Штаны выпрямились и напряглись, как на параде, а весь чердак заполнила такая плотная тишина, что я чуть не задохнулся.
– По правде говоря, – донесся ответ, – это была достойнейшая из достойных, самая благородная женщина, какую я когда-либо видел!
– Можешь идти домой, сынок, – скрипнуло старое кресло. – На сегодня хватит, но помни, что мы тебе всегда рады, если один пожалуешь…
Даже когда я спустился на террасу, все лицо мое еще было залито слезами облегчения, и я радовался, что меня никто не видит. Я умылся над водопойной колодой и лег подле соломенного стога, чувствуя себя бесконечно слабым и усталым. Но спать мне не хотелось. Тело мое мягко утопало в золотистом ложе, ноздри щекотал запах лежалой прошлогодней соломы, и, кажется, в этот миг я был счастлив. Я чувствовал себя невесомо легким, и солнце пронизывало меня насквозь, давая мне тепла ровно столько, сколько его жаждало мое существо. Мысленно охватив весь минувший час, я убедился вдруг, что чердачные тайны стали для меня такой же повседневной реальностью, как вот этот забор и старая яблоня возле него, которая ежегодно приносила одно-два яблока размером с маленькую дыньку. По осени отец каждый раз решал срубить ее под корень, а каждой весной неизменно говорил:
– Жаль старушку. Глядишь, она этот год и соберется с силами…
Заговори сейчас яблоня со мной, я бы ничуть не удивился, но где-то глубоко в подсознании прочнее и неумолимее любых клятв и заверений утвердилось решение никому не рассказывать о том, что я видел и слышал. Даже бабушке, которая была мне верным другом. Нет, об этих вещах нельзя говорить вслух, потому что, обидевшись на мою несдержанность, они в тот же миг обратились бы в ложь или глупые бредни. То, что я видел и слышал, могло оставаться реальной действительностью лишь до тех пор, пока безраздельно принадлежало одному мне.
У меня с ними установились примерно такие отношения, как с дядюшкой Цомпо, большой сад которого простирался под бабушкиным окном. Дядюшка Цомпо был кузнечных дел мастером, но в кузне теперь всеми делами заправлял его сын, а бывший кузнец переключился на пчеловодство.
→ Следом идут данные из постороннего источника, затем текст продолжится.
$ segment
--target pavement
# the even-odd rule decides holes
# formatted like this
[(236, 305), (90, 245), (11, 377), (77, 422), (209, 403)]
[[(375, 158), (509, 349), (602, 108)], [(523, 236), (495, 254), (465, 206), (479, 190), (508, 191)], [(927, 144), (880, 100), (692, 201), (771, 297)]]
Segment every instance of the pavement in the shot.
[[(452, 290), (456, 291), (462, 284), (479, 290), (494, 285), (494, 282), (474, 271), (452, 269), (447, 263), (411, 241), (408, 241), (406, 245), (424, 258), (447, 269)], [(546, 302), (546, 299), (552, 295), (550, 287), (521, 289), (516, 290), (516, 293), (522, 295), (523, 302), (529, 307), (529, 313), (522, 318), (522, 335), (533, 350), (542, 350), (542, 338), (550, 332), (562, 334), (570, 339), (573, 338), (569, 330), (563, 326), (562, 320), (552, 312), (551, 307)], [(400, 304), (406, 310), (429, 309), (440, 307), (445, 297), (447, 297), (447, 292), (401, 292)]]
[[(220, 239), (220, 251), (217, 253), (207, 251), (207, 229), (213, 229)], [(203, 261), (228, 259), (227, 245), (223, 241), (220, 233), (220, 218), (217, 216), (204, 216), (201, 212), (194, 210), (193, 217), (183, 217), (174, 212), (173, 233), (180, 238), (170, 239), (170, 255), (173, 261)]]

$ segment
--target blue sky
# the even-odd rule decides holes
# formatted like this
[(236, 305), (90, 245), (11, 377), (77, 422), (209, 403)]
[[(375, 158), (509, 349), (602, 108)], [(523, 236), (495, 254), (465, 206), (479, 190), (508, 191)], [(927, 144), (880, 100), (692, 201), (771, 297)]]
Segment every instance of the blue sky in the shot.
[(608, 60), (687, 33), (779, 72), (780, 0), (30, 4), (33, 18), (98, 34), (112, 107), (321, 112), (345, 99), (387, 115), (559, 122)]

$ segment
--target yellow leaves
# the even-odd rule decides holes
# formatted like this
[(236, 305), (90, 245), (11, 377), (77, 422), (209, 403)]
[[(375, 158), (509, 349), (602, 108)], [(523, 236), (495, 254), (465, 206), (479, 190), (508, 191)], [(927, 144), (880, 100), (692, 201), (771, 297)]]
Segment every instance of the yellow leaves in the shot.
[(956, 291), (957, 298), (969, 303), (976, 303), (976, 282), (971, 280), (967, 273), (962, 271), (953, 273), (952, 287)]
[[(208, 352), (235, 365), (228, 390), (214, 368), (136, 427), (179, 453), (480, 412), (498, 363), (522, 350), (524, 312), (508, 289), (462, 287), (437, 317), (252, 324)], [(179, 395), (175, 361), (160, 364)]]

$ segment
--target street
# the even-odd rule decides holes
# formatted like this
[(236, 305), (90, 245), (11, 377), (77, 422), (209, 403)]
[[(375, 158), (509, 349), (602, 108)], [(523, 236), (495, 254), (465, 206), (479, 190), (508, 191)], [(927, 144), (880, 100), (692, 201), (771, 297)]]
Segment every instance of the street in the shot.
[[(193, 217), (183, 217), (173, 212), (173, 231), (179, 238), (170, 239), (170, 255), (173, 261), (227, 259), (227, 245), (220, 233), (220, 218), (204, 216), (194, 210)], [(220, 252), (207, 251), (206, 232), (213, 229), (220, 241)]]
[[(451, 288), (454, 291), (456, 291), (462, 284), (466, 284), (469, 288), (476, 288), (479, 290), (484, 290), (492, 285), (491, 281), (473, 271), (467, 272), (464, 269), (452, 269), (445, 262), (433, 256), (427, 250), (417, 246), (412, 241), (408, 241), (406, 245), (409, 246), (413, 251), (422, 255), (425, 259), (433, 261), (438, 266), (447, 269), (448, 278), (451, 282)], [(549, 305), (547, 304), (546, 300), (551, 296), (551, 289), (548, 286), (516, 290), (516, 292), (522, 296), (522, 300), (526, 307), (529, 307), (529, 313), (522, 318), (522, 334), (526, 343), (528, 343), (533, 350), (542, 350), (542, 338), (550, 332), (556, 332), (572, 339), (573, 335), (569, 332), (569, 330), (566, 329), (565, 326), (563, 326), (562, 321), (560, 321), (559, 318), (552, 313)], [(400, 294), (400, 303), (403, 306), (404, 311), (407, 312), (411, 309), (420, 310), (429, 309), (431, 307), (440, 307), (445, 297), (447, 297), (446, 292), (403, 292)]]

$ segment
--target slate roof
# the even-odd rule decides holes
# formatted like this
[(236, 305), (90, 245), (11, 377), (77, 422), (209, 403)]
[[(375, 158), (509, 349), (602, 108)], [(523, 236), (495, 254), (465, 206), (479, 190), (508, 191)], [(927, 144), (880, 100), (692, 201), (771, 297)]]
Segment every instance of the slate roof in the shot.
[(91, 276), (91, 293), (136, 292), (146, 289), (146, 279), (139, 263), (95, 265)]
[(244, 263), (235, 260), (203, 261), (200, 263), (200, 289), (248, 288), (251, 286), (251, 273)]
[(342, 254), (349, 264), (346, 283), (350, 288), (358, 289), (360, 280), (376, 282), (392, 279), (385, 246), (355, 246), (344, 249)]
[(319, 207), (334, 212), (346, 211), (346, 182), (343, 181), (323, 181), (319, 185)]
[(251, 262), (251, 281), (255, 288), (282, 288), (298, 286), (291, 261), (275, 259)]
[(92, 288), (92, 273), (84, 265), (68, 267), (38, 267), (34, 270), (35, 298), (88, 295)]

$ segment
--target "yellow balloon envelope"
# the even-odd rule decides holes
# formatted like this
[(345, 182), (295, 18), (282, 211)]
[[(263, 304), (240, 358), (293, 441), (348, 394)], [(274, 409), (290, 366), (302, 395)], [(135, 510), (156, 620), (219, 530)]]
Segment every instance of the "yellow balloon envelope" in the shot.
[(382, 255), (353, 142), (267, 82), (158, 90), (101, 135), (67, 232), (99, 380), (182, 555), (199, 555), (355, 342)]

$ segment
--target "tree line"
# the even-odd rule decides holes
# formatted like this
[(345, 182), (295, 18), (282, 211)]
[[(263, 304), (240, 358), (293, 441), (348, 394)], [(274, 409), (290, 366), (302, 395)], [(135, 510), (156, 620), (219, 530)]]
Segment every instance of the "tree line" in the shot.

По вечерам я всячески старался укараулить момент, когда дядюшка Цомпо раскуривал трубку и пламя спички на миг выхватывало из темноты его лицо, руки и уголок пчельника. В таких случаях я всегда кричал ему:
– Спокойной ночи, дядя Цомпо!
– Доброй ночи, сынок!
Спичка гасла, и больше ничего не было видно, но я знал, что старый мастер там, в темноте, курит свою трубку, что он есть и существует, хотя его никто не видит и не догадывается о его присутствии.
Примерно так же обстояло у меня и с ожившей чердачной рухлядью. Лишь я один видел те вещи и слышал их разговоры, я и никто другой, но они были столь же реальны, как дядюшка Цомпо, курящий трубку в темноте.
И эти незримые видения оказались важны для меня, важнее всего прочего, ведь я и думать забыл о бабушкиной шкатулке, об открытом замке, хотя в тот момент, когда он так неожиданно распахнулся передо мною, проникнуть в его тайну казалось мне самым важным и спешным делом на свете.
На другой день я уже спозаранку слонялся по террасе, чтобы, улучив момент, прошмыгнуть на чердак, но на беду меня увидел отец.
– Мы собираемся в лес за палой листвой, – сказал он. – Хочешь с нами поехать?
– Еще бы!
– Не «еще бы», а «спасибо, папа»!
– Да… спасибо…
– Тогда залезай наверх, вдруг по дороге птицу какую красивую увидишь. А сумеешь определить, что это за птица, то считай, будто она – твоя.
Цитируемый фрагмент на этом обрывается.